Çoluk Çocuk kadar olmasa da keyifli bir kitaptı. Yine şarkılarla, fotoğraflarla, yazarlarla, kitaplarla, mekânlarla, kayıplarla ve her şeye rağmen yaşamla, nostaljiyle dolu bir anlatı. Bir sırt çantası hazırlayıp yollara düşesi geliyor insanın okurken, tabii hayaller/hayatlar... Bu kez rüyalarla da zenginleşen bir tarzı var ayrıca ama bu kitaba mistik bir yan katmış ve o kısımlar bana çok fazla tat vermedi, onun dışında severek okuduğum gayet güzel bir anı kitabıydı. Seviyorum Patti'nin sanatçı ruhunu.

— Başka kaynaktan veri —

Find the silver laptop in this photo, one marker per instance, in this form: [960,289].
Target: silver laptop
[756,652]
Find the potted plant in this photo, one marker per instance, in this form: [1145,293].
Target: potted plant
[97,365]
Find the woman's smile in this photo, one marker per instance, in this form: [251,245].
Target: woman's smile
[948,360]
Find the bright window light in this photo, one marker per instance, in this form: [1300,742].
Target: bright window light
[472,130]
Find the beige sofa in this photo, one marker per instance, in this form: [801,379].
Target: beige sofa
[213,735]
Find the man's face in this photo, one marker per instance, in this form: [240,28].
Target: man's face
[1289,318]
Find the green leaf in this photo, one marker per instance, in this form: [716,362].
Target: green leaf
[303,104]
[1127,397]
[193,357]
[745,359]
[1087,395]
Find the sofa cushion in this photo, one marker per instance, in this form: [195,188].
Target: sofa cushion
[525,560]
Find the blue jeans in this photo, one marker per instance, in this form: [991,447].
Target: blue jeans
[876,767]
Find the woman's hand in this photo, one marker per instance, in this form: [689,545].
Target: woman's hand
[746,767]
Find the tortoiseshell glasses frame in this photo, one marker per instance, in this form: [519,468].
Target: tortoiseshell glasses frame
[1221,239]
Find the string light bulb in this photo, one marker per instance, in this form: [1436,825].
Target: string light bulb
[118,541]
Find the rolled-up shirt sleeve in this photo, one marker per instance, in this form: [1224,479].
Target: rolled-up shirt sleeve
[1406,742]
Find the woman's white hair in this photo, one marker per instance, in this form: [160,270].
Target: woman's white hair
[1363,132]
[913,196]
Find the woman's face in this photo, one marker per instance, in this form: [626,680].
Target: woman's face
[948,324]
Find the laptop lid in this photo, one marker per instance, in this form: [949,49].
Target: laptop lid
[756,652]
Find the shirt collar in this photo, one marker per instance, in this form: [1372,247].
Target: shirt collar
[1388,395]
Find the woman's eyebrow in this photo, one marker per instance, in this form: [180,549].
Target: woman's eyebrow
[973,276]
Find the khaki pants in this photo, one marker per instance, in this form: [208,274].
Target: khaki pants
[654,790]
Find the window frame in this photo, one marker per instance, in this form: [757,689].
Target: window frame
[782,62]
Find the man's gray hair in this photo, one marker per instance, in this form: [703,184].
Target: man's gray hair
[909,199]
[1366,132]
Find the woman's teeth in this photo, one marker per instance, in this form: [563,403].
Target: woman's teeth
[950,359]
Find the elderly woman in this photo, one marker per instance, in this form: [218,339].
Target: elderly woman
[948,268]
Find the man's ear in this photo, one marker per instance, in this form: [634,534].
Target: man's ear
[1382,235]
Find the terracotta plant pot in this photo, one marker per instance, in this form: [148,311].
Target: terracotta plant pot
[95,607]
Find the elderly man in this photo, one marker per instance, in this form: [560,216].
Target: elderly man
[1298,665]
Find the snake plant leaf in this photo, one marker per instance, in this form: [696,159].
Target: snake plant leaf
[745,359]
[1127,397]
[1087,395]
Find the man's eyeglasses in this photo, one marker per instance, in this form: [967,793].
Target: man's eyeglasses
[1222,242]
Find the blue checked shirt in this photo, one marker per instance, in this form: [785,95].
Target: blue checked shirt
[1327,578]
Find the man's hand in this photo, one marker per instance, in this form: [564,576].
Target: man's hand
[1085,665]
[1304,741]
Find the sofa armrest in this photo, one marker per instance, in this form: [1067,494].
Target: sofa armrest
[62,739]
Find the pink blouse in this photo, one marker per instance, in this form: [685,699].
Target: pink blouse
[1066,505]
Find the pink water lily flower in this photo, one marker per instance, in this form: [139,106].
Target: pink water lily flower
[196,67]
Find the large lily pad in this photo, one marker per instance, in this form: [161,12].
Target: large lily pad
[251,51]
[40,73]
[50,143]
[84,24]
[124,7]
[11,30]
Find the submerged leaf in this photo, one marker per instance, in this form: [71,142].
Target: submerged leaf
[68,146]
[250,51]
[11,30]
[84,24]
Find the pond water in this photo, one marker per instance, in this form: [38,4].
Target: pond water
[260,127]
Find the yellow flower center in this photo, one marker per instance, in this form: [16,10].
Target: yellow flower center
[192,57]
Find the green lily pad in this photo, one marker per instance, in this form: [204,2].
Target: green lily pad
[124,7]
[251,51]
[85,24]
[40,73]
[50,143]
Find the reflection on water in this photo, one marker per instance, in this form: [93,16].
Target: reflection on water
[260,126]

Sayfa 188'den bir alıntı bırakayım buraya:
"Yorgun ama mutluyum, bir şekilde şehrin gizemini çözdüğüme inanıyorum. Komidinin çekmecesinde resimli bir cep haritası var, küçük bir Sabrosa rehberi; Macellan'ın doğum yeri. Mutfak masasında dünyayı çevreleyen bir gemi çizdiğimi hatırlıyorum hayal meyal. Babam kahve yapıyordu, bir yandan da ıslıkla Lisbon Antigua'yı çalıyordu. Kahve cezvesinden çıkan sese karışan notaları duyabiliyorum neredeyse. "Sabrosa" diye fısıldıyorum. Biri emniyet kemerimi bağlıyor. Odanın köşesindeki ahşap yatak almış başını gitmiş sanki, her şey pek de ehemmiyeti olmayan kısa bir aradan ibaret."